The Generations of Terah
v. 27. Now these are the generations of Terah: Terah begat Abram, Nahor, and Haran; and Haran begat Lot. Haran may have been the oldest son, and his son Lot was nearer to Abraham's age.
v. 28. And Haran died before, that is, during the lifetime of, his father Terah in the land of his nativity, in Ur of the Chaldees. This, then, was the ancestral home of this family of the descendants of Shem.

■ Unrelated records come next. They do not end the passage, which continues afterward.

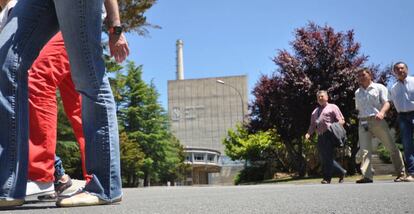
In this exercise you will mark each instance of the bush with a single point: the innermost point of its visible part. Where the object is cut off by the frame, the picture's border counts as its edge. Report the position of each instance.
(250, 174)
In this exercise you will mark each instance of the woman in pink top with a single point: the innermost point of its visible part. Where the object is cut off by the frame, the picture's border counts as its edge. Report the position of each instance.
(322, 117)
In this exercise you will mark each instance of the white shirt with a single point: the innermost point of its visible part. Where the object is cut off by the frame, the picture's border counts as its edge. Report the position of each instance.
(370, 101)
(4, 15)
(402, 95)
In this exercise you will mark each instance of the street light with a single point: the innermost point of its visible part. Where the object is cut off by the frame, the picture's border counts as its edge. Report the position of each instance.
(238, 92)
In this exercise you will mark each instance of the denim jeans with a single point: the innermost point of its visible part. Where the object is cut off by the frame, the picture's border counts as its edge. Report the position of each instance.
(405, 121)
(326, 154)
(59, 170)
(31, 24)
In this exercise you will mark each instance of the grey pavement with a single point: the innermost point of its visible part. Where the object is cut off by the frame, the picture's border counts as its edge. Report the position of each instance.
(378, 197)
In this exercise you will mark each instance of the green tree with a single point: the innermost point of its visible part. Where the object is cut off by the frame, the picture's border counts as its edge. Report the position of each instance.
(132, 161)
(263, 151)
(132, 14)
(321, 59)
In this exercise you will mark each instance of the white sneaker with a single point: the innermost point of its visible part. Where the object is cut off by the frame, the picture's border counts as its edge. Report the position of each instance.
(36, 188)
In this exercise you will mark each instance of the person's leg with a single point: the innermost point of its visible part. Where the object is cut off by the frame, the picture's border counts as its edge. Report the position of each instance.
(325, 157)
(71, 100)
(381, 130)
(32, 23)
(43, 112)
(365, 144)
(59, 170)
(80, 23)
(406, 128)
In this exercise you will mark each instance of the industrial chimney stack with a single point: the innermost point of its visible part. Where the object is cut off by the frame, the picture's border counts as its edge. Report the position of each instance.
(180, 64)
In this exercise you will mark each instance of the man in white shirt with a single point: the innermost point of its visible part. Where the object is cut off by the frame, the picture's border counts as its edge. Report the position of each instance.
(372, 103)
(402, 96)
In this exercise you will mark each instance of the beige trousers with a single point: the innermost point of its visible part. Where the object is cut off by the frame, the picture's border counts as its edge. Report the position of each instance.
(380, 130)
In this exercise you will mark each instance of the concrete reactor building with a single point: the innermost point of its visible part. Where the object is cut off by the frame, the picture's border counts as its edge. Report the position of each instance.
(201, 111)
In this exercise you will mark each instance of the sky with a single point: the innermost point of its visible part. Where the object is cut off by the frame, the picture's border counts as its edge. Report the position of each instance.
(240, 37)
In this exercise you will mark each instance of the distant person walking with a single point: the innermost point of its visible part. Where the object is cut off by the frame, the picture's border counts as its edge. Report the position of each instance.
(372, 103)
(321, 119)
(402, 95)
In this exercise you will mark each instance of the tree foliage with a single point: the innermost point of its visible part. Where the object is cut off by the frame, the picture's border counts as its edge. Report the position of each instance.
(262, 150)
(321, 59)
(132, 14)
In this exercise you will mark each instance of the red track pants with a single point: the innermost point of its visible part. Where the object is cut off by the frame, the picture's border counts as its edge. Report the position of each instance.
(49, 72)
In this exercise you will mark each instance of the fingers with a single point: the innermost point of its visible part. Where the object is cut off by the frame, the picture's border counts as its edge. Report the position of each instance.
(119, 48)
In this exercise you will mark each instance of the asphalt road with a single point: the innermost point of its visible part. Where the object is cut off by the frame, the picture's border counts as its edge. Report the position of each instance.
(379, 197)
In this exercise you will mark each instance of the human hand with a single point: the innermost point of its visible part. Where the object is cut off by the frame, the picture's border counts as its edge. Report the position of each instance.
(379, 116)
(118, 47)
(307, 136)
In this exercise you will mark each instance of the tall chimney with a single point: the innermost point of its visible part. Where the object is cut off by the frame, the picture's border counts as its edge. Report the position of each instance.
(180, 64)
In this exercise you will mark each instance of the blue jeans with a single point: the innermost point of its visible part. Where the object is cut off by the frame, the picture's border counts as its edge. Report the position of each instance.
(405, 121)
(59, 170)
(326, 154)
(32, 23)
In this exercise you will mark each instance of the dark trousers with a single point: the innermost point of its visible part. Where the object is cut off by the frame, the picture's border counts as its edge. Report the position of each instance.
(326, 156)
(405, 121)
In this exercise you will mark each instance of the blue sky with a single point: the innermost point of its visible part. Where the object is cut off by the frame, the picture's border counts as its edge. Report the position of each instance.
(235, 37)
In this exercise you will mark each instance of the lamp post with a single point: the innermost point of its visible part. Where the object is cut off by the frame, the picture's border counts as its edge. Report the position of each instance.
(238, 92)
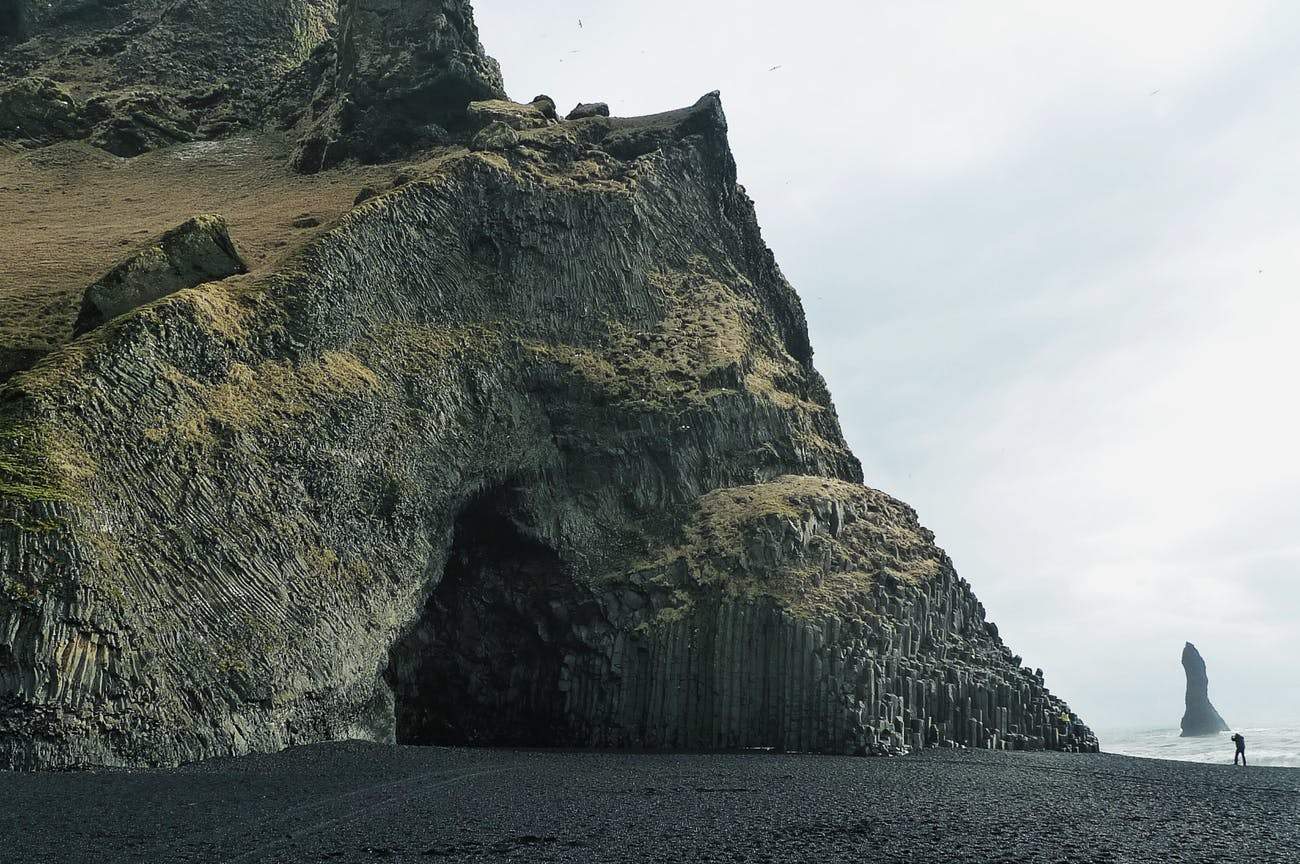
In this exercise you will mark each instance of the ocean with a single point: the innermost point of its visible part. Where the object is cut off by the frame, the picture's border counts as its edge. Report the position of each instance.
(1264, 745)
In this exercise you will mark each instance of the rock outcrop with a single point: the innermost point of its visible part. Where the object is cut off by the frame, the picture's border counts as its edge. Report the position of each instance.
(403, 76)
(191, 254)
(1200, 717)
(527, 450)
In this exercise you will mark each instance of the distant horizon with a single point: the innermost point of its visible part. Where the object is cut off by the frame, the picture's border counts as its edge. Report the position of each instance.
(1047, 261)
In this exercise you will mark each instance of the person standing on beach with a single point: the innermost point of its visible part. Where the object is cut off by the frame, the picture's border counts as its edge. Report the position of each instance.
(1240, 749)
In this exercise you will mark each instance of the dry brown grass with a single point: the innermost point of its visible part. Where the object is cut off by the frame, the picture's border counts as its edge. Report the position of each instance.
(69, 212)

v. 29. And Abram and Nahor took them wives; the name of Abram's wife was Sarai, and the name of Nahor's wife, Milcah, the daughter of Haran, the father of Milcah, and the father of Iscah. Marriages of comparatively close relatives were still the rule at that time, for Nahor married his niece, and Abram his half-sister, Genesis 20:12.
v. 30. But Sarai was barren; she had no child, a fact which was, among the Jews, considered a great calamity, almost a curse, just as the fruitfulness of the mother was considered a great blessing.
v. 31. And Terah took Abram, his son, and Lot, the son of Haran, his son's son, and Sarai, his daughter-in-law, his son Abram's wife; and they went forth with them from Ur of the Chaldees to go into the land of Canaan; and they came unto Haran and dwelt there. These all went forth together, or with one another, under the leadership of Terah and Abram. In the case of Abram, he had, even now, received God's command to journey forth, Acts 7:3, while in the case of Terah the migration was a part of God's dispensation, the first step of the journey which would bring Abram to the land of his inheritance.
v. 32. And the days of Terah were two hundred and five years; and Terah died in Haran. This notice rounds out the story of Terah, for he evidently died after Abram had gone forth to Canaan. Thus the less important personage is disposed of before the main history proceeds. It is the story of Abraham which now follows, for it was his generation and people that the Lord chose for His own; and from the seed of Abraham, in the fullness of time, the salvation which had been promised to the patriarchs before the Flood was to come upon the whole world.